I shrank back against the wall, even as Willow launched forward, dragging Simon out of the way. Agent Truman fired again, only this time he was a split second too late. Willow tossed Simon aside as her attention turned to the agent.
When she charged Agent Truman, she looked like a bull—nostrils flared, jaw set. She was seriously pissed.
And he may as well have been standing there waving a red bullfighter’s cape. He dug in, securing his stance and setting his feet shoulder width apart. And then, just when I thought I’d seen it all, he pulled the trigger one more time.
When the bullet caught Willow square in the chest, I thought my own might collapse as well. Willow gasped, her mouth open for an eternity, like a fish gulping and gulping for air.
And that’s when I realized what was wrong. With everything. With this whole scene.
It was the reason Agent Truman hadn’t been worried about shooting us.
There was no blood.
He was shooting at us . . . he had shot Simon and Willow, but there wasn’t a single trace of blood.
I dropped to my knees and lunged for Willow, who was still grappling to catch her lost breath, and I wondered if her ribs had been shattered by whatever Agent Truman had fired at her. I wished she’d hurry up and mend already, but Simon had told me that I healed faster than anyone else, and clearly that included Willow. Her hands clawed at mine as if somehow, some way, I might be able to give her what she needed. But I couldn’t.
I scoured the ground around her, trying to find a reasonable explanation for the lack of blood, and when my eyes fell on the lone capsule, I snatched it up and closed my fist around it.
When I looked to Agent Truman, he met my gaze with a vicious sneer.
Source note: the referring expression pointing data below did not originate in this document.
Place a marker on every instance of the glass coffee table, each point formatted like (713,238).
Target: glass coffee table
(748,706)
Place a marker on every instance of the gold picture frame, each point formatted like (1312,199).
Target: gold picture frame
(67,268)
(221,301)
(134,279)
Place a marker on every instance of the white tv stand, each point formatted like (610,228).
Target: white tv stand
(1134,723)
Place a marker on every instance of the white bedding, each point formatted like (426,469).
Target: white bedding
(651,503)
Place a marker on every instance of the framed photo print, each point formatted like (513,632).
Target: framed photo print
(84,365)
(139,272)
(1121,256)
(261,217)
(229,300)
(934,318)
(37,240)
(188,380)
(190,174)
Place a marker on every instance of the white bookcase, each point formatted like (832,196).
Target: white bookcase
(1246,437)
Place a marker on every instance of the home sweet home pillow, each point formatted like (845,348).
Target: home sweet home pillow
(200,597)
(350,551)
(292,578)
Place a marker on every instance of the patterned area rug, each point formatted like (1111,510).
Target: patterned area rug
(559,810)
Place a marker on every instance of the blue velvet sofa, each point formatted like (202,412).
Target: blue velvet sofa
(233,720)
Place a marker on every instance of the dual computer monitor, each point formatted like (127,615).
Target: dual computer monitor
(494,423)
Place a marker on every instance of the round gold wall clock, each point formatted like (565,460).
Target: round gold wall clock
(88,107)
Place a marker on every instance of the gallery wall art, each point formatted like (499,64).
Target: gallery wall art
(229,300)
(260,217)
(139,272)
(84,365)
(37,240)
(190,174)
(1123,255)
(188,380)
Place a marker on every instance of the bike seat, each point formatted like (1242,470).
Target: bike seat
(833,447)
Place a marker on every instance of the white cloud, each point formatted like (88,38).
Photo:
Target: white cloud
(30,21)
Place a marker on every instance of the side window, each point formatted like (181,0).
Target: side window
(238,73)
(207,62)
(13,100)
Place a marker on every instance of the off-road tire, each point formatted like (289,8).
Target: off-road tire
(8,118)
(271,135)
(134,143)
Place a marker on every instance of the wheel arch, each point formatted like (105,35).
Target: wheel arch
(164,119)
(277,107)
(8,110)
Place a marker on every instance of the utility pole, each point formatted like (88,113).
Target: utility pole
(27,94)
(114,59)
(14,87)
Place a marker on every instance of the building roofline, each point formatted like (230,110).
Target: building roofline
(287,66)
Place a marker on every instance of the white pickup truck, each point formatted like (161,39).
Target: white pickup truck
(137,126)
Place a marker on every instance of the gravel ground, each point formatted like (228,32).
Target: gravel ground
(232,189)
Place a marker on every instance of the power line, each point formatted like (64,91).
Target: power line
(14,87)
The exit door crashed open, and two more men came bursting into the alleyway, stopping behind Agent Truman’s back. Unlike him, they were in full hazmat gear, but beneath those plastic face masks, I could see what they really were: soldiers. Just like the one we’d left behind in the ducts beneath the lab, their faces smeared in black paint.
They’d come prepared, as if they’d known all along where to find us. My eyes strayed to the security camera as I wondered if Agent Truman had been lying about it, the same way he’d lied about Tyler being here.
Simon was still trying to get to his feet, so I grabbed Willow, meaning to drag her out of the way. But she was dead weight and I couldn’t make her budge. Not even an inch.
A tremor rippled through me as I watched, frozen in horror, while one of the men lifted an enormous rifle of some sort. Its barrel was too wide for bullets of any kind, and when he pulled the trigger, I realized why. Netting burst from the end of it, hurtling toward us—toward Willow and me—unfolding and spreading toward us.
It was a net gun, and we were about to be tangled in its web.
Simon’s hand closed over mine, and he yanked me out of the way just as the edge of the rope glanced off my cheek.
Willow wasn’t so lucky. The heavyweight mesh trapped her, making it impossible for her to move more than a few inches in either direction.
She thrashed beneath it, still not breathing.
Simon’s grip tightened as he continued dragging me away, and from behind us, I heard Agent Truman’s voice shouting, “Don’t let her get away!”
But they were too late because we were already running in the opposite direction, through the darkened alleyway.
Away from them . . .
. . . and away from Willow.
Jett, Thom, and Natty were waiting for us in the SUV not too far from the place we’d left it. They spotted us way before we saw them, and they were flashing the headlights even while they were speeding right toward us. Since they barely slowed, we had to run-jump to make it inside the still-moving vehicle.
Once the doors were closed, Simon panted, “Go!” to Jett, but even from the backseat, his devastation was palpable.